Public health experts insist that the federal government’s recent increase in tobacco tax and excise is commendable but does not go far enough because it falls short of the WHO recommended 75% excise tax burden on tobacco products which would elicit reduced tobacco use among the poor and vulnerable.
The new policy which came into effect 4th June 2018 maintains a 20 percent ad valorem-based excise duty rate on tobacco products, and introduces an additional N1 specific tax on each stick of cigarette in 2018, which would increase the price per stick to N2 in 2019 and eventually N2.90 per stick in 2020. This corresponds to a gradual increase in excise duty rate of N58 per pack, spread over three years. In totality, Nigeria’s excise tax burden is only 17 percent.
But for far-reaching impacts to be achieved, incorporating tobacco control in the Sustainable Development priorities of states and the federal government is one way to go. Beyond the increased excise on tobacco, more far-reaching taxes should also be introduced and levied on tobacco products until Nigeria reaches the threshold which is the WHO recommendation of 75 percent tax burden on tobacco firms. Aside the health benefits, Nigeria stands to gain in terms of increased revenue which equally translates to enough funds for sustainable development priorities and tobacco control.

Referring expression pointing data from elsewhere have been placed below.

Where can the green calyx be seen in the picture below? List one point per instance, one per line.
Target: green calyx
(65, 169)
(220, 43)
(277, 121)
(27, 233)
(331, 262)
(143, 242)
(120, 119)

Some low hanging fruits to attain this swiftly include fast-track of passage of regulations for enforcement of the NTC Act, 2015 which is becoming an embarrassment to the nation in the committee of nations that have domesticated the WHO- FCTC and begun enforcement.
Another low hanging fruit is the necessity concluding the bureaucratic processes that would enable the country reap from the fruits of the ratification of the Protocol to Eliminate Illicit trade in Tobacco. Until these are in place, the SDGs targets may go the way of the MDGs goals that we failed to achieve. Clearly, the ball is in our court.